A former principal and vice-principal at a Cambridge high school have been suspended after admitting to breaking the rules around EQAO standardized tests.

The Ontario College of Teachers claims that the two took part in a scheme to boost the overall test scores of their school, École secondaire catholique Père-René-de-Galinée on Maple Grove Road.

This week, former principal Carole Wilson and vice-principal Marc Lamoureux admitted to the college that they found ways to inflate the school’s EQAO test scores in 2010 and 2011.

According to an agreed statement of facts, Lamoureux told a group of Grade 10 students that they would not be allowed to write the Ontario Secondary School Literacy Test, without consulting them or their parents, and “allowed the teachers to give back to the students their own EQAO assessments after the test period so that they could make corrections or finish their answers.”

Wilson admitted that she allowed some students to defer writing standardized tests.

Père-René-de-Galinée

In 2010, Fresias Maleka was a Grade 10 student at Père-René-de-Galinée.
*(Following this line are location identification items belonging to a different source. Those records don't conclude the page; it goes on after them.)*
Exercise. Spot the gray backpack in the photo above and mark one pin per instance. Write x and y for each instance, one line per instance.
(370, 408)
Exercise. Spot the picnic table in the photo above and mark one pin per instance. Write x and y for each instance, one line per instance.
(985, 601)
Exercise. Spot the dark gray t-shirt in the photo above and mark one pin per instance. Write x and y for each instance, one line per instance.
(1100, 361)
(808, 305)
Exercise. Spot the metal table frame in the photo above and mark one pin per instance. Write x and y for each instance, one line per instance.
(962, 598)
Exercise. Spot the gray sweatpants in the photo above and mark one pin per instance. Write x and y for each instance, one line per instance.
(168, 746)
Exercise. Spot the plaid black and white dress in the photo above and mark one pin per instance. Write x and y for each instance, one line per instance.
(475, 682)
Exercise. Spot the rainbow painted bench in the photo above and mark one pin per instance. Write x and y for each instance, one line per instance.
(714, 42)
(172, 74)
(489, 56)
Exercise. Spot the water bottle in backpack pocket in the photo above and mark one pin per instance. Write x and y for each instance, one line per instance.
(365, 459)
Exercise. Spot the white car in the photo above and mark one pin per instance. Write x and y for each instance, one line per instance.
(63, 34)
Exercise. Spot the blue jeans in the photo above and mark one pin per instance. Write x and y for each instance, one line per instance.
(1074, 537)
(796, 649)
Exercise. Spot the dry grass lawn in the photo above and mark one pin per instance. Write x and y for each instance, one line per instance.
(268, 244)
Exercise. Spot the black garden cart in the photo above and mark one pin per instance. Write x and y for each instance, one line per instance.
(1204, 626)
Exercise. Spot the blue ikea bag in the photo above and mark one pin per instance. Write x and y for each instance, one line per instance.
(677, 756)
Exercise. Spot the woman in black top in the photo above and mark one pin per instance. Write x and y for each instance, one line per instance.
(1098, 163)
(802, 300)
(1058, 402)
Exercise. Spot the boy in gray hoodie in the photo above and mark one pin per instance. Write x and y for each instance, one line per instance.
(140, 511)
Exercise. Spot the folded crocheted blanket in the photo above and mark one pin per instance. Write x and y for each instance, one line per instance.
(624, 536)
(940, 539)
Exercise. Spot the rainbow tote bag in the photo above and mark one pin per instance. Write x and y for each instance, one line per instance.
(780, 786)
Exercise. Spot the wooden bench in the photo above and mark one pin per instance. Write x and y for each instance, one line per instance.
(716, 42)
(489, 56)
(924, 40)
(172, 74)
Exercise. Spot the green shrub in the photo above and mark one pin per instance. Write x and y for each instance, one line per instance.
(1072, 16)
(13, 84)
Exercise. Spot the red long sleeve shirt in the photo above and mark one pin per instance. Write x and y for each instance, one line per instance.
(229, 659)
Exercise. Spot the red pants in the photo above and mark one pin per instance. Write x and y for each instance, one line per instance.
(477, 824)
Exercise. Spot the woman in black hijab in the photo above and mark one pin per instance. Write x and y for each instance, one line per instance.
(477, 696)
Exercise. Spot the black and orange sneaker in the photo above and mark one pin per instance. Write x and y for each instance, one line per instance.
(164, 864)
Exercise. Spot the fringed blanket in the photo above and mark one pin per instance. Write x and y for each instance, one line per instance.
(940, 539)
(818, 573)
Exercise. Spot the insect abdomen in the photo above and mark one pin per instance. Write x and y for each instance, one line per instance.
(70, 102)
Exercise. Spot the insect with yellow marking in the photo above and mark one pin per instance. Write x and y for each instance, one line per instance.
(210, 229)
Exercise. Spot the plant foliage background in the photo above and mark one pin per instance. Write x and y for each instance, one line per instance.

She says she was given a letter telling her she couldn’t write the literacy test.

Maleka claims that her vice-principal told her that the reason she couldn’t take the test was because she wouldn’t pass.

“The point of the test is to help see how they can improve the school system,” she said in an interview.

“By rigging it, no one is learning anything.”

Maleka, who is now in college, was moved to another school in another school board by her mother later that year.

In addition to a public reprimand, Lamoureux and Wilson have been suspended without pay and ordered to complete a course on professional ethics.

Neither of them replied to requests for comment from CTV News before this story was published.